Global ekonomide yüksek faiz ve enflasyon ortamının sanayi üretimini ve konut piyasasını olumsuz etkilediğini söyleyen Özbalaban, “ABD merkezli çelik üreticisi US Steel’in ürün fiyatlarını yüzde 4 artırmasına karşın satışları (miktar olarak) yüzde 10 azaldı” dedi.
Özbalaban, Avrupa Birliği ekonomik büyümesinin yavaşlamasının da sektörü etkilediğini dile getirerek, enerji ve demir çelik cevheri fiyatlarının artmasının şirketlerin kar marjlarını düşürdüğünü kaydetti.

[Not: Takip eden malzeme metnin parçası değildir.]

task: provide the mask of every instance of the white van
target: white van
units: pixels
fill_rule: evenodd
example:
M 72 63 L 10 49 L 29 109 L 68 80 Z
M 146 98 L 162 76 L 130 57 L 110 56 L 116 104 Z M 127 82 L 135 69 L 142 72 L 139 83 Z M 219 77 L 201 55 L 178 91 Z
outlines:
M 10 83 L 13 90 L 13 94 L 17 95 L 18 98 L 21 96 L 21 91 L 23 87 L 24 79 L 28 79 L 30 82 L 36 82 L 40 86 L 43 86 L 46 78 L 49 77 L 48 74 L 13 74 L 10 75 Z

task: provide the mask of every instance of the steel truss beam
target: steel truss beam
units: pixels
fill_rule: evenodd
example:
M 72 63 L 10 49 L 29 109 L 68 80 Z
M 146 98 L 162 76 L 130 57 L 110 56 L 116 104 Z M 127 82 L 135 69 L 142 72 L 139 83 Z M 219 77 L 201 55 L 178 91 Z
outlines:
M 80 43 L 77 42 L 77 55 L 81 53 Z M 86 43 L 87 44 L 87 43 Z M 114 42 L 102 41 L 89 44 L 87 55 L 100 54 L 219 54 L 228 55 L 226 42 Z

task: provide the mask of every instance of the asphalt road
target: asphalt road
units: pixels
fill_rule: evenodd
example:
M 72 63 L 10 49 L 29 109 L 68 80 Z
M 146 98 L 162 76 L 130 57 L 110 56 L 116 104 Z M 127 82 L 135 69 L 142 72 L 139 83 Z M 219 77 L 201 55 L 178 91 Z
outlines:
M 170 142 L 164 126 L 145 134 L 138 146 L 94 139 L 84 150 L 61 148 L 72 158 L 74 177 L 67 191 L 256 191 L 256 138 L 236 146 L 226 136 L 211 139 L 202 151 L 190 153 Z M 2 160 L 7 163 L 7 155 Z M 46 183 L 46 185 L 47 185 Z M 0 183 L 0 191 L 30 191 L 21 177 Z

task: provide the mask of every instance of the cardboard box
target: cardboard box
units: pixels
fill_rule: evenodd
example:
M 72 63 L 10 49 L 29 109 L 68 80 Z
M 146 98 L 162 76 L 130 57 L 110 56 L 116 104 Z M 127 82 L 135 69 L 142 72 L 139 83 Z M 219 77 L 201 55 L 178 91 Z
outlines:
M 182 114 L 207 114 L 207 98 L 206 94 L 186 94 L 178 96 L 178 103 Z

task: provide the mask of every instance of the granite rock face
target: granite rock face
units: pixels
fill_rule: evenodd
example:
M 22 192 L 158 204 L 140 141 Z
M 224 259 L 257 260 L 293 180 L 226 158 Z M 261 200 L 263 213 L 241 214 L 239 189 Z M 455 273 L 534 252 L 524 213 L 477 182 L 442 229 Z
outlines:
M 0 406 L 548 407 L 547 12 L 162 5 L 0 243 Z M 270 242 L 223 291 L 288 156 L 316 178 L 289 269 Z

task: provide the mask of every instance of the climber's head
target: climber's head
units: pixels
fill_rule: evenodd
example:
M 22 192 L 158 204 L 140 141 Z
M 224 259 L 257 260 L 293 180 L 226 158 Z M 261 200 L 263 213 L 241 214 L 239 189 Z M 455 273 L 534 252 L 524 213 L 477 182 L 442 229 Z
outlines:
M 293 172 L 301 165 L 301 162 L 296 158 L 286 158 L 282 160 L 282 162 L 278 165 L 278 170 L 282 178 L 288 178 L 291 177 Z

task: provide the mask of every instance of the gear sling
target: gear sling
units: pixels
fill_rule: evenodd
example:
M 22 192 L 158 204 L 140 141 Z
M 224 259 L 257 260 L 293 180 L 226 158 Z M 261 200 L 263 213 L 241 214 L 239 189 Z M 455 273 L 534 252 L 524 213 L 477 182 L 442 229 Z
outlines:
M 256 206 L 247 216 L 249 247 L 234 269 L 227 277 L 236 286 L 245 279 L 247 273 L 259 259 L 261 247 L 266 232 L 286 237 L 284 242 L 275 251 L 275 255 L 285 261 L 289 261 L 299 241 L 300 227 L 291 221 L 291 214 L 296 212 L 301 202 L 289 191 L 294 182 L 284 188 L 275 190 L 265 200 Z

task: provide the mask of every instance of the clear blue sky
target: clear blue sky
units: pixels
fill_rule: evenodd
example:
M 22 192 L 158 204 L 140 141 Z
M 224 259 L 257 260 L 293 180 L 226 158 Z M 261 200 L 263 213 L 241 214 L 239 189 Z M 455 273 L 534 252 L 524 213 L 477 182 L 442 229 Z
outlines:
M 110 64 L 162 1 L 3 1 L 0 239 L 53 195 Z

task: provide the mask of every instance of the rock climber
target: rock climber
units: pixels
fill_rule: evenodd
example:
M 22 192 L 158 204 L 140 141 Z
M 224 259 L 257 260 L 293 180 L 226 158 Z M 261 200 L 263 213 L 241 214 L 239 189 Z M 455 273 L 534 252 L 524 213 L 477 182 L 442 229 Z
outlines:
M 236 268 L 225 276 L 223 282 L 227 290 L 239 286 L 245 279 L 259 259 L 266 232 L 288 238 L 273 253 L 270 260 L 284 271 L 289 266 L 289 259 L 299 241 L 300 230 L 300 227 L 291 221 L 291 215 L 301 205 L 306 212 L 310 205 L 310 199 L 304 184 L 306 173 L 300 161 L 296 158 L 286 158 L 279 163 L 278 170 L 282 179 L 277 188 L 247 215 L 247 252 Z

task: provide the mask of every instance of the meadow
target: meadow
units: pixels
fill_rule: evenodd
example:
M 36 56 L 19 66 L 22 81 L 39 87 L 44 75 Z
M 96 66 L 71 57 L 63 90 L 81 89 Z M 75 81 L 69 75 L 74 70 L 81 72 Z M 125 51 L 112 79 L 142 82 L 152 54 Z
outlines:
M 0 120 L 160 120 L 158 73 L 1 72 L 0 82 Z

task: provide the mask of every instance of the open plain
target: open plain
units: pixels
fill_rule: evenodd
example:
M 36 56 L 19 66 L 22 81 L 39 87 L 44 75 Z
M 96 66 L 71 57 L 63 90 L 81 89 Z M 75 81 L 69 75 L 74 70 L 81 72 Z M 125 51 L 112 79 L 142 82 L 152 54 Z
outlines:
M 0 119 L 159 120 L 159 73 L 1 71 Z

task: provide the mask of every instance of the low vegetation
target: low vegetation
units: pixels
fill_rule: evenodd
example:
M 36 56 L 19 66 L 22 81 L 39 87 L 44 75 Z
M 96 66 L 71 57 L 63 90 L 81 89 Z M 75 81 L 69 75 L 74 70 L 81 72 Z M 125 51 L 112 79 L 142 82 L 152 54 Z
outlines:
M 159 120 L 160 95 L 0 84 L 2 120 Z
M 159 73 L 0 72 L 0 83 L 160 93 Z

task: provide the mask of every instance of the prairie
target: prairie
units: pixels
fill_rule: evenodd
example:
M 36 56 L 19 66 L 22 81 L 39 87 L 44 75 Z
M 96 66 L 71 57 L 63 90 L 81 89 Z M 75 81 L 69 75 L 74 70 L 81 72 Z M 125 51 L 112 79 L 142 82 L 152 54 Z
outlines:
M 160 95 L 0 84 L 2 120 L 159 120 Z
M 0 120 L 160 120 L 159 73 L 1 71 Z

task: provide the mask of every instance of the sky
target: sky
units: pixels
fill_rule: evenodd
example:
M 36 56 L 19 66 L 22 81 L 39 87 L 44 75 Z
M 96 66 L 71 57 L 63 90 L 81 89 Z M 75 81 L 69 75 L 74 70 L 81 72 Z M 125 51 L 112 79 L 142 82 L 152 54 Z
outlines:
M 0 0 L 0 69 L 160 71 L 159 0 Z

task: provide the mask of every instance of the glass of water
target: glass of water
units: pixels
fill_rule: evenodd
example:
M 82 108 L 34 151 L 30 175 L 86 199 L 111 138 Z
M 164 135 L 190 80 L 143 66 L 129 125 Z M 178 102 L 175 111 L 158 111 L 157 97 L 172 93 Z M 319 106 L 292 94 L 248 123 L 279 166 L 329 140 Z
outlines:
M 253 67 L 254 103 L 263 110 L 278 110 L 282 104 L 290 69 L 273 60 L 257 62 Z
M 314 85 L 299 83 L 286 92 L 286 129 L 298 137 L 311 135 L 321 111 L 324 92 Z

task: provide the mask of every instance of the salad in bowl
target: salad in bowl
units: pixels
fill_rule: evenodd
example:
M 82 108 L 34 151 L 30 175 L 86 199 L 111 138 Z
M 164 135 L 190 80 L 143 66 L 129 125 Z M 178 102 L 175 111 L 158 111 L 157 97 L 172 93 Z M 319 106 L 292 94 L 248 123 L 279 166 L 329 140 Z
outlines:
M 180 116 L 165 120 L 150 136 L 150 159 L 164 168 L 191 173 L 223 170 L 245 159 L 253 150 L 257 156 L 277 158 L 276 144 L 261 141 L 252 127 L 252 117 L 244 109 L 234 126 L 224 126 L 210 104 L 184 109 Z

“Çin’in aşırı üretim ve rekabetçi fiyatından demir-çelik sektöründe kar marjlarında düşüş ve sektörde resesyon olmakla birlikte herhangi bir kriz durumu yoktur.” ifadelerini kullanan Özbalaban, şunları kaydetti:
“Sektörün krize girmesi için global bir kriz çıkması, başka bir deyişle ABD’de konut ve altyapı sektörü yatırımlarının durması, Çin konut piyasasındaki resesyonun daha büyük bir krize girmesi, otomotiv sektörünün de üretimini düşürmesi gerekiyor. Özellikle ABD’nin Çin’e karşı uyguladığı tarife ve tarife dışı engeller 2024 ve 2025 yılında Çin’in ihracat ve üretimini azaltacaktır. Çin Merkez Bankası konut sektörüne yönelik kullanmak üzere ticari bankalar üzerinden düşük faizli yeni bir kredi programı başlattı. Bu uygulamanın Çin’deki konut satışlarını dolayısıyla da demir-çelik tüketimini artıracağı öngörülmektedir. Gemilere yapılan Yemen kaynaklı saldırılardan dolayı Süveyş Kanalı’nın kullanımı önemli oranda azalmış, Ümit Burnu’nun kullanılması nedeniyle Çin’den Avrupa’ya olan navlun fiyatları büyük ölçüde artmıştır. Navlun fiyatlarının artması Çin’den Avrupa ve Akdeniz Bölgesi’ne olan, özellikle demir-çekil gibi fiyatına göre ağırlığı fazla olan ürünlerin, sevkiyatını azaltacaktır.”
Ukrayna’nın üretiminin savaş koşulları nedeniyle yüzde 15-20 kapasiteye düştüğünü aktaran Özbalaban, uygulanan ambargo ve ticari engellerden dolayı diğer önemli bir üretici olan Rusya’nın üretim ve ihracatının da azaldığını sözlerine ekledi.